A very extensive machinery was requisite before the government could know everything and manage everything in Paris. The amounts of documents filed were enormous, and the slowness with which public business was transacted was such that I have been unable to discover any case in which a village obtained permission to raise its church steeple or repair its presbytery in less than a year. Generally speaking, two or three years lapsed before such petitions were granted . . .

Ministers are overloaded with business details. Everything is done by them or through them, and if their information be not coextensive with their power, they are forced to let their clerks act as they please, and become the real masters of the country [i.e., authority was delegated to a permanent bureaucracy] . . .

A marked characteristic of the French government, even in those days, was the hatred it bore to everyone, whether noble or not, who presumed to meddle with public affairs without its knowledge. It took fright at the organization of the least public body that ventured to exist without permission. It was disturbed by the formation of free society. It could brook no association but such as it had arbitrarily formed, and over which it presided. In a word, it objected to people looking over their own concerns, and preferred general inertia to rivalry . . .

Government having assumed the place of Providence, people naturally invoked its aid for their private wants. Heaps of petitions were received from persons who wanted their petty private ends served, always for the public good . . .

Nobody expected to succeed in any enterprise unless the state helped them. Farmers, who, as a class, are generally stubborn and indocile, were led to believe that the backwardness of agriculture was due to the lack of advice and aid from government . . .

Sad reading, this: Farmers begging to be reimbursed the value of lost cattle or horses; men in easy circumstances begging for a loan to enable them to work their land to more advantage; manufacturers begging for monopolies to crush out competition; businessmen confiding their pecuniary embarrassments to the intendant [the local bureaucrat], and begging for assistance or a loan. It would appear that the public funds were liable to be used in this way . . .

France is nothing but Paris and a few distant provinces that Paris has not yet had time to swallow up.

The Smuggler as Free Trade’s Heroic Reformer

The more the government’s Mercantilist policies attempted to restrict and divert manufacturing, commerce, and trade into directions different from how individuals in the market may have wanted to direct their own activities, the more it created incentives for “smuggling” – black markets – to get around the controls.
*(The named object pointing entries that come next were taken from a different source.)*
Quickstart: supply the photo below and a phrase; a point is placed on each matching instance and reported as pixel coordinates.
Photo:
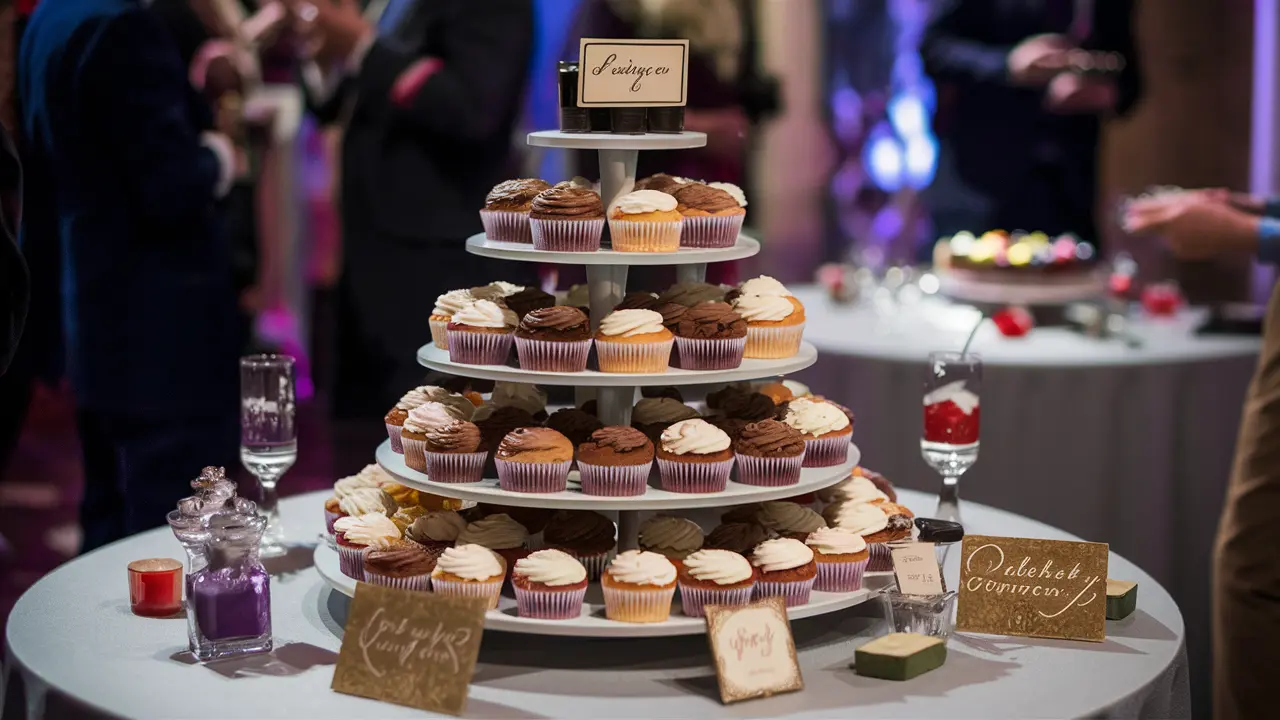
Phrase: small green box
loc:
(900, 656)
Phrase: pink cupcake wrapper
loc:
(694, 477)
(840, 577)
(794, 592)
(567, 236)
(711, 354)
(506, 226)
(711, 231)
(531, 477)
(456, 466)
(615, 481)
(768, 472)
(549, 605)
(693, 600)
(552, 356)
(479, 349)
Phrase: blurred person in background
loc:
(1018, 117)
(120, 203)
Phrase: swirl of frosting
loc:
(470, 563)
(630, 323)
(781, 554)
(553, 568)
(640, 568)
(694, 437)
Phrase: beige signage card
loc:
(618, 73)
(1033, 587)
(411, 648)
(754, 652)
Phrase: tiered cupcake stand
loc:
(615, 393)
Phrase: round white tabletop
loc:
(72, 633)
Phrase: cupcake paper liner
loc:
(634, 356)
(549, 605)
(456, 466)
(711, 354)
(768, 472)
(567, 236)
(694, 477)
(615, 481)
(711, 231)
(552, 356)
(631, 236)
(531, 477)
(773, 342)
(693, 600)
(506, 226)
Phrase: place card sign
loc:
(754, 652)
(1033, 587)
(411, 648)
(618, 73)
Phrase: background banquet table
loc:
(1130, 446)
(77, 650)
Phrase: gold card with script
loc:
(1033, 587)
(411, 648)
(754, 652)
(620, 73)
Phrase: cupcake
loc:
(841, 555)
(632, 341)
(480, 335)
(549, 586)
(589, 537)
(645, 220)
(714, 577)
(675, 538)
(713, 218)
(638, 587)
(567, 219)
(360, 532)
(470, 570)
(694, 456)
(787, 570)
(554, 340)
(769, 454)
(615, 461)
(534, 460)
(506, 209)
(711, 336)
(826, 431)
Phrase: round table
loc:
(73, 639)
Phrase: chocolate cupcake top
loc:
(711, 320)
(567, 203)
(515, 195)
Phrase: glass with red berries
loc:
(951, 420)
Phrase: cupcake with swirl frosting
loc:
(566, 218)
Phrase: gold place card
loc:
(618, 73)
(411, 648)
(1033, 587)
(754, 652)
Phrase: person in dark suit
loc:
(120, 190)
(1018, 119)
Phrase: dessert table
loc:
(76, 650)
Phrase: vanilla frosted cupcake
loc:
(645, 220)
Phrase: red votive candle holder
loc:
(155, 587)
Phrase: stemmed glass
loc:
(269, 437)
(951, 419)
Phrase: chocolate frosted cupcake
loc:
(769, 454)
(615, 461)
(567, 218)
(711, 336)
(506, 209)
(554, 340)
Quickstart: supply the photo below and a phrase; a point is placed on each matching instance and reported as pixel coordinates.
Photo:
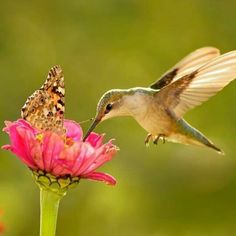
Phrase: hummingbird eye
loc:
(108, 108)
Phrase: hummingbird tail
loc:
(191, 135)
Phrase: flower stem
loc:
(49, 203)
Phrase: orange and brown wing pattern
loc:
(45, 108)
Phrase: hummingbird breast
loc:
(149, 112)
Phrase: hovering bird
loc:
(159, 108)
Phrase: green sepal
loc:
(56, 184)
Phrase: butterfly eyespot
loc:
(32, 110)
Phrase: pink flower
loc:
(60, 155)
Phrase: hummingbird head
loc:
(110, 105)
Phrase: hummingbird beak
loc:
(91, 128)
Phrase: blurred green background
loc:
(168, 190)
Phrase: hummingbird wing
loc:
(187, 65)
(193, 89)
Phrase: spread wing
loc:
(187, 65)
(193, 89)
(45, 108)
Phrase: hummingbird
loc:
(160, 108)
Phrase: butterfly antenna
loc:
(84, 121)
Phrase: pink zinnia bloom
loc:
(60, 155)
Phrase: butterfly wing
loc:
(45, 108)
(193, 89)
(187, 65)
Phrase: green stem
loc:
(49, 203)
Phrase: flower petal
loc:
(99, 176)
(52, 146)
(95, 139)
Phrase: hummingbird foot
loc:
(157, 137)
(147, 139)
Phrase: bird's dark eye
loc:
(108, 108)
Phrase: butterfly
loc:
(45, 108)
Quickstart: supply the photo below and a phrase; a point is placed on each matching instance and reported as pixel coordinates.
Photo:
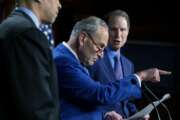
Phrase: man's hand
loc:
(113, 116)
(152, 74)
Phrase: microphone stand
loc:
(162, 104)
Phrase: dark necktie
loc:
(47, 30)
(117, 68)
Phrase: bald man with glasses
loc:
(82, 98)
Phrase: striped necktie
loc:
(47, 30)
(117, 67)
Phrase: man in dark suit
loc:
(28, 86)
(104, 69)
(82, 98)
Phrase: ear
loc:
(82, 38)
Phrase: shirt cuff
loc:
(138, 78)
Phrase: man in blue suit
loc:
(82, 98)
(28, 86)
(104, 69)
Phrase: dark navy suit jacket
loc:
(102, 71)
(28, 86)
(81, 96)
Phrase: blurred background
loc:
(152, 42)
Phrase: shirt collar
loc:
(112, 53)
(71, 50)
(30, 14)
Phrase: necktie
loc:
(47, 30)
(117, 68)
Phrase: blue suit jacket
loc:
(81, 96)
(102, 71)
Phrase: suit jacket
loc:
(81, 96)
(28, 86)
(103, 72)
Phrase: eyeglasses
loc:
(100, 49)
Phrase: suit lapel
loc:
(108, 65)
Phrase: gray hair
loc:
(89, 25)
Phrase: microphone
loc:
(147, 110)
(165, 97)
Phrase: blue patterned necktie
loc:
(47, 30)
(117, 67)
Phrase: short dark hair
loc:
(89, 24)
(115, 13)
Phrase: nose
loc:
(59, 5)
(100, 54)
(118, 33)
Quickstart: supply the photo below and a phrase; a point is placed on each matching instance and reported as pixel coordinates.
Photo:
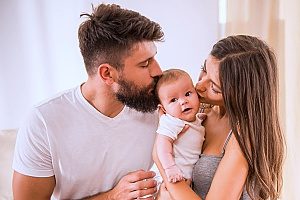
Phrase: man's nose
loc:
(200, 86)
(155, 69)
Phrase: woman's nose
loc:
(182, 101)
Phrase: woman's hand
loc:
(163, 193)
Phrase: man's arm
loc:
(132, 186)
(31, 188)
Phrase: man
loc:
(95, 141)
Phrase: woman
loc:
(242, 156)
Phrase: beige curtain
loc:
(278, 23)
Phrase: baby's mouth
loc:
(186, 109)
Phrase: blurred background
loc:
(39, 53)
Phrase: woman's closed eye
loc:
(188, 93)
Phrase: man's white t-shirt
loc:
(86, 151)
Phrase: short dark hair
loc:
(169, 76)
(109, 34)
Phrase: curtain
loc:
(277, 23)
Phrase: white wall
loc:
(39, 54)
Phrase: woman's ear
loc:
(107, 73)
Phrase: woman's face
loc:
(208, 86)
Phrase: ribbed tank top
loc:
(205, 169)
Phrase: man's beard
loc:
(140, 99)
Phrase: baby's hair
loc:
(169, 76)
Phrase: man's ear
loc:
(107, 73)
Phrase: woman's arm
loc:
(230, 177)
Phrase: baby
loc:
(180, 132)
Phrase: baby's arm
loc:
(166, 157)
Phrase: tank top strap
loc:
(226, 141)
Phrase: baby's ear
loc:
(161, 109)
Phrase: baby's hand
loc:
(174, 174)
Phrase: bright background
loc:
(39, 54)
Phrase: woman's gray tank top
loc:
(204, 171)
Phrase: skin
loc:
(179, 99)
(140, 67)
(230, 177)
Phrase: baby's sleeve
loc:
(170, 126)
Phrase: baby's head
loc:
(177, 95)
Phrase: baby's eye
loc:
(203, 68)
(173, 100)
(188, 94)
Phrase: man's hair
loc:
(109, 34)
(249, 83)
(169, 76)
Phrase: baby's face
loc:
(179, 98)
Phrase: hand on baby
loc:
(174, 174)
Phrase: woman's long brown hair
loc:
(249, 83)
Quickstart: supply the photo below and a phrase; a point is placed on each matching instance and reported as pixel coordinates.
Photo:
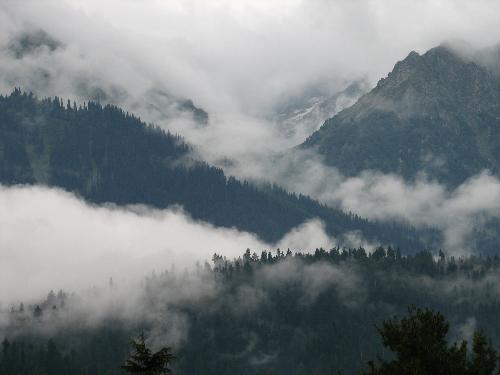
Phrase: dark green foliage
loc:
(420, 346)
(143, 361)
(106, 155)
(264, 318)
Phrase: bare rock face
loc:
(436, 114)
The liberal economists of the nineteenth century understood and often emphasized the reality that misplaced, distortive, and restrictive regulations that suppressed freer and more open trade within and between nations necessarily brought forth its own corrective reaction in the form of black marketeers who went over, under and around the commands of the state. Explained Jerome-Adolph Blanqui:

It is in the nature of bad institutions never to be respected, and to give birth to protests that end in bringing about reform; smuggling was to the exclusive system [mercantilism] the constant and the most expressive of these protests . . .

It is as exact in its deliveries as the most scrupulous merchant; it braves the seasons and defies the best-guarded lines of customhouses, to such a degree that assurance companies, which protect it, count upon fewer losses than any other.

Smuggling is, in fact, the only means that remains to the various industries to procure for themselves the prohibited products whose use is indispensable for them . . .

It is owing to smuggling that commerce did not perish under the {Mercantilist] regime . . . While savants discuss and commerce entreats, contrabandage acts and decides on the frontier; it presents itself with the irresistible power of actual facts, and freedom of trade has never won a victory for which smuggling has not prepared the way.

Indeed, the black marketeer was considered by Nassau Senior (1790-1864), a prominent British economist of the nineteenth century, as an important element moving the economic system in the direction of free market reform. In his Three Lectures on the Transmission of the Precious Metals from Country to Country, and the Mercantile Theory of Wealth (1828), Senior argued:

The smuggler is a radical and judicious reformer. The smuggler is essential to the well being of the whole nation. All external commerce depends on him.

[However] I am far from thinking that the direct effect of his [the smuggler’s] exertions in giving us a free trade in those commodities which, from their bulk and value, fall within his province, are any compensation for the crime, misery and the public expense [of the mercantilist system].

In the middle and later decades of the eighteenth century arguments began to be made questioning the Mercantilist conception of society and the economy. Two leading centers for this change in ideas were France and Scotland. These ideas undermined the rationales for government regulation and control of economic activities in society.

In its place there arose a conception and vision of a free society based on individual liberty, free trade, and market-based and directed prosperity. In France, these new thinkers were known as the Physiocrats, and in Great Britain the Scottish Moral Philosophers.